Parmi les acteurs de ce marché, en pleine tourmente avec la crise sanitaire, figurent des groupes français comme LVMH et sa filiale DFS, axée sur les produits de luxe, ou encore la branche du groupe Lagardère, Lagardère Travel Retail, mais aussi le suisse Dufry. « Pour nous, ça sera des recettes supplémentaires », explique M. Puissesseau à l’AFP, même si « les estimations ne sont pas faites à ce stade ».

•• La ville de Calais voit quant à elle plus grand. Sa maire, Natacha Bouchart, voudrait que le régime du duty-free soit étendu à l’ensemble de la ville, ou au moins au « périmètre du centre-ville » avec « des lieux de vente » dédiés, a-t-elle déclaré à l’AFP.

Le dossier est dans les mains du gouvernement, qui prendra des décisions dans les prochaines semaines, a indiqué à l’AFP une source gouvernementale, des discussions étant notamment en cours avec Bruxelles sur ce dossier.

•• Pendant ce temps, chez Getlink, le groupe exploitant le tunnel sous la Manche, et même à la SNCF, qui gère la gare du Nord à Paris d’où part l’Eurostar vers Londres, on ronge son frein. Car la réglementation interdit actuellement le duty-free au transport ferroviaire. « On attend » un feu vert du gouvernement pour une potentielle ouverture au niveau du terminal français à Calais, a indiqué un porte-parole de Getlink à l’AFP, confirmant que cela faisait bien partie des projets de l’entreprise.

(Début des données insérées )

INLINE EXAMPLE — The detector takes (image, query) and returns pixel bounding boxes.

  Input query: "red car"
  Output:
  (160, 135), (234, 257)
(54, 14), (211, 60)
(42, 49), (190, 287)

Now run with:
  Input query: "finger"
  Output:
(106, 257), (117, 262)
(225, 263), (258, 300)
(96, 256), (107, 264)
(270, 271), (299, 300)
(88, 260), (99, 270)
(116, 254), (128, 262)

Chez SNCF Gares & Connexions, on se dit aussi « favorable à une évolution de la réglementation ». Le surplus de recettes généré par le duty free « constituerait ainsi une source de revenus supplémentaire pour les infrastructures de transport et l’entretien des gares », souligne-t-on.

•• Mais ces projets ne font pas que des heureux, en particulier chez les buralistes, qui y voient « une menace directe à l’équilibre économique du réseau des buralistes sur la zone de l’agglomération de Calais », déjà fragilisé par « la concurrence déloyale des points de vente belges », selon le président de la Confédération des buralistes Philippe Coy, interrogé par l’AFP.

L’organisation a notamment adressé mi-novembre un courrier de protestation au président de la région des Hauts-de-France, Xavier Bertrand.